Joe Biden recently said he thought he could have beaten Hillary Clinton had he run in the Democratic primary.
He should have tried, in the view of many among the estimated 300 people who came Wednesday to the Museum of Science & Industry to watch Biden stump for Clinton.
“He’s just awesome,” said Shawn Forrestal, 48, of St. Petersburg. “He inspires me. He supports women and the assault weapon ban and does it in a way that gets me excited.”
Once Biden took the stage in MOSI’s small back patio, he showed the audience why.
During two elections as Barack Obama’s running mate, Biden has earned a reputation as an attack dog for the fiery way he goes after an opponent’s shortcomings.
On Wednesday, his fangs were on full display as he worked through the list of problems the Democrats have with Republican nominee Donald Trump.
There was Trump’s insistence that he’s smart not to pay taxes, the Billy Bush recording of his “locker room talk” about women, comments and tweets found inflammatory by women and minorities, and how the Republican nominee stiffed contractors then explained he didn’t like their work.
“Well, Trump, maybe I don’t like the quality of what you say,” Biden said.
Making no mention of the Clinton email controversy, fueled last week by FBI notice that more had been discovered, Biden acknowledged that some in the crowd are mad at the candidate.
Then he rattled off why he considers Clinto the most qualified for the job— her experience as secretary of state, her work as a New York senator to help first responders following 9/11, her desire to ensure women receive equal pay for equal work, and a platform that includes free community college tuition.
Those attending the rally made it clear they’re voting for nominee Clinton, with a short-lived chant of “Hillary,” while continuing to heap praise on the vice president.

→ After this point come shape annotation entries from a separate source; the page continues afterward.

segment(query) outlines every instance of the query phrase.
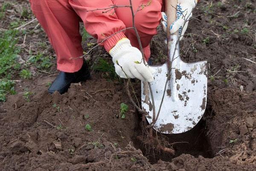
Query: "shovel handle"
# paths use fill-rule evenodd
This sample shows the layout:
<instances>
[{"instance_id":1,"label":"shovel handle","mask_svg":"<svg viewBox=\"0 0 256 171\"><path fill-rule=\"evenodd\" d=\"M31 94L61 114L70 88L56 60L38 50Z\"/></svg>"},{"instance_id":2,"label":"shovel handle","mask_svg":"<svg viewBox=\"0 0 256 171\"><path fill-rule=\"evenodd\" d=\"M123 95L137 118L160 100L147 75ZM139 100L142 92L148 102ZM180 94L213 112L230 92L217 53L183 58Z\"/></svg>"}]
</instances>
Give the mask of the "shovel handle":
<instances>
[{"instance_id":1,"label":"shovel handle","mask_svg":"<svg viewBox=\"0 0 256 171\"><path fill-rule=\"evenodd\" d=\"M165 0L166 13L167 15L167 37L171 36L169 29L171 25L176 19L177 0ZM172 35L177 35L178 31Z\"/></svg>"}]
</instances>

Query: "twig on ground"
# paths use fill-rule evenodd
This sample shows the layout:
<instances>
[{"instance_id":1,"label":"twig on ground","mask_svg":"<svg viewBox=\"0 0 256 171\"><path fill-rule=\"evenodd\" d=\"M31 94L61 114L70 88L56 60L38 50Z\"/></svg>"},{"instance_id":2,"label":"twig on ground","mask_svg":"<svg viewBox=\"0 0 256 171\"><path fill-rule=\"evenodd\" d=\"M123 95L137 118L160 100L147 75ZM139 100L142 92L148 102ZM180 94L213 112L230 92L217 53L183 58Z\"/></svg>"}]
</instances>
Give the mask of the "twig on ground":
<instances>
[{"instance_id":1,"label":"twig on ground","mask_svg":"<svg viewBox=\"0 0 256 171\"><path fill-rule=\"evenodd\" d=\"M39 69L38 69L37 70L38 71L39 71L39 72L43 72L44 73L48 74L52 74L50 73L49 72L48 72L40 70Z\"/></svg>"},{"instance_id":2,"label":"twig on ground","mask_svg":"<svg viewBox=\"0 0 256 171\"><path fill-rule=\"evenodd\" d=\"M96 93L98 93L99 92L101 92L101 91L110 91L111 92L111 93L112 93L113 94L114 94L113 92L113 90L112 89L109 89L109 88L107 88L107 89L104 89L103 90L98 90L95 92L94 92L93 93L92 93L91 94L92 95L93 95L93 94L95 94Z\"/></svg>"},{"instance_id":3,"label":"twig on ground","mask_svg":"<svg viewBox=\"0 0 256 171\"><path fill-rule=\"evenodd\" d=\"M27 26L27 25L32 23L33 23L34 21L36 21L36 20L37 20L37 19L36 19L36 18L34 18L34 19L32 20L30 20L30 21L29 21L28 22L26 22L25 24L23 24L23 25L22 25L18 27L17 27L17 28L15 28L15 29L20 30L20 29L24 27Z\"/></svg>"}]
</instances>

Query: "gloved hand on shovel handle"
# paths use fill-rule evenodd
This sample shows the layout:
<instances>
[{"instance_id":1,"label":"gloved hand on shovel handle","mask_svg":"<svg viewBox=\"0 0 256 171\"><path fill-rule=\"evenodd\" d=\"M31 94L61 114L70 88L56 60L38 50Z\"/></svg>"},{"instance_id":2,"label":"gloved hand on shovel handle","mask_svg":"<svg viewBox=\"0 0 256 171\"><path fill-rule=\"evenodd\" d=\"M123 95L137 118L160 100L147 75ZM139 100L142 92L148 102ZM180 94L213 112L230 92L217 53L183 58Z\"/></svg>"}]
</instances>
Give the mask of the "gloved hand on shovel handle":
<instances>
[{"instance_id":1,"label":"gloved hand on shovel handle","mask_svg":"<svg viewBox=\"0 0 256 171\"><path fill-rule=\"evenodd\" d=\"M109 53L112 57L116 72L120 77L137 78L147 82L154 81L154 69L146 63L144 64L141 52L131 46L129 39L119 40Z\"/></svg>"},{"instance_id":2,"label":"gloved hand on shovel handle","mask_svg":"<svg viewBox=\"0 0 256 171\"><path fill-rule=\"evenodd\" d=\"M180 40L182 39L186 30L189 20L192 17L192 10L199 1L200 0L177 0L176 20L171 25L169 31L171 34L173 34L179 30L179 36L180 36ZM161 24L163 29L164 31L167 33L167 16L165 12L162 12L162 19Z\"/></svg>"}]
</instances>

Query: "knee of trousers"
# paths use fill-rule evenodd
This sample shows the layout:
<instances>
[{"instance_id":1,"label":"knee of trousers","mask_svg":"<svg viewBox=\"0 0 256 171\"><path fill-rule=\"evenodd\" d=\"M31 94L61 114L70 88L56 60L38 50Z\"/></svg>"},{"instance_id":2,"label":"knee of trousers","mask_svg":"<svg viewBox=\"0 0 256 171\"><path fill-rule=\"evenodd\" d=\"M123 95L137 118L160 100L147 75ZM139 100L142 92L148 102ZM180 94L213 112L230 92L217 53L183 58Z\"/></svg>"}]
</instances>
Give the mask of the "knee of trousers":
<instances>
[{"instance_id":1,"label":"knee of trousers","mask_svg":"<svg viewBox=\"0 0 256 171\"><path fill-rule=\"evenodd\" d=\"M158 0L153 0L135 14L135 26L140 33L153 35L157 33L157 28L162 18L162 5Z\"/></svg>"}]
</instances>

“He has so much passion,” said Marie Tapia, 69, of Tampa, who admitted she preferred Biden as the Democratic nominee. “He is a man of character and a man with a commanding presence. He says what he means and means what he says.”
Asa Waterstraut, 33, of Land O’Lakes, said he supported Bernie Sanders in the primary, also for the enthusiasm the candidate showed.

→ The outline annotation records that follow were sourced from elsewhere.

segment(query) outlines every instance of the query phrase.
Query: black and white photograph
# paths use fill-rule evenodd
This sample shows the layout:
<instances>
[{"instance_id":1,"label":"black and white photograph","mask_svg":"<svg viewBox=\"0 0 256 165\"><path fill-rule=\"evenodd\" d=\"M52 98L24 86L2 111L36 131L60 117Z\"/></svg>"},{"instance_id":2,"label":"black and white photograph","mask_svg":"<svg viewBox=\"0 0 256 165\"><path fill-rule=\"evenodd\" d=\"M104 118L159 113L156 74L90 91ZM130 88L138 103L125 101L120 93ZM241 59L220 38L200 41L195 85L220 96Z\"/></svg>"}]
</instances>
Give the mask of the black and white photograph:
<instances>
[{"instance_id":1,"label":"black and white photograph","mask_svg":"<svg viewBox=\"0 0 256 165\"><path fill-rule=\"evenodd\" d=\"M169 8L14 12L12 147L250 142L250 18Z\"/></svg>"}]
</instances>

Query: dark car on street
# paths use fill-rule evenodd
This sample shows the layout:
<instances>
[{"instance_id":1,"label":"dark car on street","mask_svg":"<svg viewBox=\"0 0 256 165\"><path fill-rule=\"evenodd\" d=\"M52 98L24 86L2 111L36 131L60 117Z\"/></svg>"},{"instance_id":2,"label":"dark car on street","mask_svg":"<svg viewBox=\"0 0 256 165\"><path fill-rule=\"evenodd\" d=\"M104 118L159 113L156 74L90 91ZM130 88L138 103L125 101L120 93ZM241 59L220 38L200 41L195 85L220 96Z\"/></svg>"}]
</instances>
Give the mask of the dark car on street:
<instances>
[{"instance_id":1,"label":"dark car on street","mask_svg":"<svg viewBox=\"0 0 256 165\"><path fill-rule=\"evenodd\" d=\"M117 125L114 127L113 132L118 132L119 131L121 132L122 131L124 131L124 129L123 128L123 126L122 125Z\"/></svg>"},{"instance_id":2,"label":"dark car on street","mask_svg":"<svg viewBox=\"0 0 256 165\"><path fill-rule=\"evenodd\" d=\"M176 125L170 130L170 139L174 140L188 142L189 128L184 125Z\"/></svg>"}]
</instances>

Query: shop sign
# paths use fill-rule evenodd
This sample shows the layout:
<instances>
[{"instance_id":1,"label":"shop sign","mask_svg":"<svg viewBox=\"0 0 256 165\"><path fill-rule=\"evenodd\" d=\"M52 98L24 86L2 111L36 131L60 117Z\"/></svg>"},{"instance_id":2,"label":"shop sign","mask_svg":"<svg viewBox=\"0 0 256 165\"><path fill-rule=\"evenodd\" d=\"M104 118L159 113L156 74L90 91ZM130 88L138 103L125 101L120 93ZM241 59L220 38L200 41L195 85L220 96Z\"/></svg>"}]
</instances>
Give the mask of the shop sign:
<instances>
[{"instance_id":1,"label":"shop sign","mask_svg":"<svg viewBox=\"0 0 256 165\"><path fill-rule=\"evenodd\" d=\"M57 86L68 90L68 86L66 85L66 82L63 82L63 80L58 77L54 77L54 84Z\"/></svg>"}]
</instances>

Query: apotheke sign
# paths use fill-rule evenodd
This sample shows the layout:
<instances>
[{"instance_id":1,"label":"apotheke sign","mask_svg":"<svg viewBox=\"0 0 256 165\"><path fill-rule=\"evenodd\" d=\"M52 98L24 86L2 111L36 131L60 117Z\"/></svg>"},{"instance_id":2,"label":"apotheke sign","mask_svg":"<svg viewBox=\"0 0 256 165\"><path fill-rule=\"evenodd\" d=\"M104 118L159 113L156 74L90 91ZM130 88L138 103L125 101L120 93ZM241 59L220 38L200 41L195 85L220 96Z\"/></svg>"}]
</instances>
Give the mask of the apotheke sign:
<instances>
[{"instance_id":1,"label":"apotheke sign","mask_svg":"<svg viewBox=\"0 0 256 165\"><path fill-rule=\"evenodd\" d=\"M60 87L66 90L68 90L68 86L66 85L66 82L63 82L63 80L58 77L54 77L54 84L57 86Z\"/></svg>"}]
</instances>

That’s no knock on Clinton, he insisted.
“She’s just not the type who will bang her fist on a table to make her point,” he said. “But she knows policy.”
That Clinton isn’t drawing enthusiasm from voters as Obama, Biden and Sanders have is a cause for concern, said Rachelle Crawford, 27, of Riverview.
But Crawford is confident that disgust at Donald Trump will drive Democrats to the polls in Florida.
“Trump is simply not fit to be president,” she said. “Clinton is.”